Rowan County clerk Kim Davis (second left) is shown in this courtroom sketch during her contempt of court hearing for her refusal to issue marriage certificates to same-sex couples, at the United States District Court on Thursday. (Marlene Steele/Reuters)Judge David L. Bunning stared across the courtroom at Rowan County Clerk Kim Davis for the second time in as many months. In the drawn-out legal saga surrounding her refusal to issue marriage licenses to gay or straight couples, this was the end of the road.
Bunning would charge Davis with contempt and sentence her to jail time, rather than fines that she could potentially pay without complying with the court’s order. Her deputy clerks would also have 30 minutes to decide whether they would comply or face jail time themselves.
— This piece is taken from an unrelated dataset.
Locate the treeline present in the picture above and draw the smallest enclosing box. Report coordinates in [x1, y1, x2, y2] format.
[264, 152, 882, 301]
After hearing both sides inside a federal courtroom in Ashland, Ky., the 49-year-old judge made his decision: The devout Catholic and son of former U.S. Senator and Hall of Fame pitcher Jim Bunning became the first U.S. judge to issue a jail sentence to enforce the Supreme Court’s ruling that made gay marriage legal across the country.
[Kentucky clerk ordered to jail for refusing to issue gay marriage license]
Bunning’s decision Thursday came at a pivotal juncture in the gay-marriage debate that has divided the country along starkly partisan lines. But notably, it has been the decisions of a Republican judge appointed by a Republican president, George W. Bush, in a conservative state that have halted the latest effort to use religious freedom objections to the ruling.
“Personal opinions, including my own, are not relevant to today,” Bunning, a federal district judge, told Davis and the courtroom Thursday. “The idea of natural law superseding this court’s authority would be a dangerous precedent indeed.”
[The defiant Kim Davis, the Ky. clerk who refuses to issue gay marriage licenses]
It is the kind of historic moment that most judges will never see, and it was unfolding inside the courtroom of a man who some people believed, 13 years ago, shouldn’t have been on the bench in the first place.
One such person was Ohio attorney David Weiner, who in 2001, was tasked with helping the American Bar Association make a recommendation to the U.S. Senate about whether Bunning was fit to be a federal judge.